AWS Lake Formation makes it easier to build data lakes

(Image credit: Image Credit: Flickr / janneke staaks)

Amazon has announced that its data lake management tool AWS Lake Formation is now live. The tool is a fully managed service that helps business build, secure and manage data lakes. For starters, it will be generally available in Ohio (US East), North Virginia (US East), Oregon (US West), Tokyo (Asia Pacific) and Ireland (Europe).

Lake Formation was first announced late last year at Amazon’s AWS re:Invent conference in Las Vegas. Its goal is to automate a handful of tasks needed when building a data lake, which includes collecting, cleaning, deduplicating and cataloguing data. It is also designed to make the data available to analytics software.

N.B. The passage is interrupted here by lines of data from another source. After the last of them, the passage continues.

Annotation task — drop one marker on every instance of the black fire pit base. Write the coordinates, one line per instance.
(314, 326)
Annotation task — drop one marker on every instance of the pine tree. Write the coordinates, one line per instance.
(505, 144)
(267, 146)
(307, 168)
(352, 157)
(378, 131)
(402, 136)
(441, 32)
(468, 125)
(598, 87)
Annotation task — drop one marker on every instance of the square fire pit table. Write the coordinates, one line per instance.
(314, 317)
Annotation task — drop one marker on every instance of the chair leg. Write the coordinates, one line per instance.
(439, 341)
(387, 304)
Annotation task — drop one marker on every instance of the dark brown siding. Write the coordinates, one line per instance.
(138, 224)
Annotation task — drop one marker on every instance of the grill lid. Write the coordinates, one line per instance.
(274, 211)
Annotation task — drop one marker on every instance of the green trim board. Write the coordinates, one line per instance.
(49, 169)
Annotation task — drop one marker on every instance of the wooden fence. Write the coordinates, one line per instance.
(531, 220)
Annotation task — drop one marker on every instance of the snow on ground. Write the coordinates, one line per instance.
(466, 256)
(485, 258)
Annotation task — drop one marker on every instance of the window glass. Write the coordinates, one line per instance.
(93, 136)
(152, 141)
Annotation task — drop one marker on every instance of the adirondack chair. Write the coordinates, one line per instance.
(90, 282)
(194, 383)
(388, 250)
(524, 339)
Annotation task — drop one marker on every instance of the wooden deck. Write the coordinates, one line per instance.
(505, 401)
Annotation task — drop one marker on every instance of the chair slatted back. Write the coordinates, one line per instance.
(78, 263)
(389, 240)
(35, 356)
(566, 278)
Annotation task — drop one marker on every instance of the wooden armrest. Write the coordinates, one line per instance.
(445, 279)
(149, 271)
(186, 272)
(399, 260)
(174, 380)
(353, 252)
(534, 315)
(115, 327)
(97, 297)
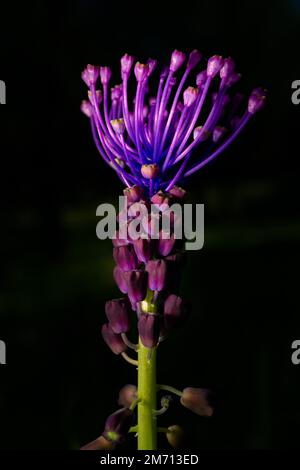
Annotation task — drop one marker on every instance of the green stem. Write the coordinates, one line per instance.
(168, 388)
(147, 429)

It is also designed as a centralised dashboard, which administrators can use to manage data access, governance and audit. Going forward, Amazon plans on enabling admins to analyse data within data sets using their preferred AWS analytics and machine learning services.

We can expect Redshift, Athena, Glue, EMR, QuickSight and SageMaker to begin with.

“Our customers tell us that Amazon S3 is the ideal place to house their data lakes, which is why AWS hosts more data lakes than anyone else — with tens of thousands and growing every day. They’ve also told us that they want it to be easier and faster to set up and manage their data lakes,” said vice president of databases, analytics, and machine learning at AWS Raju Gulabani. “

That’s why we built AWS Lake Formation, so customers can spend more time learning from their data and innovating, rather than wrestling that data into functioning data lakes. We’re excited to see how customers use it as one of the building blocks for growing and transforming their businesses and customer experiences.”

Worldwide, the global data lakes market should hit $12.01 billion within the next five years.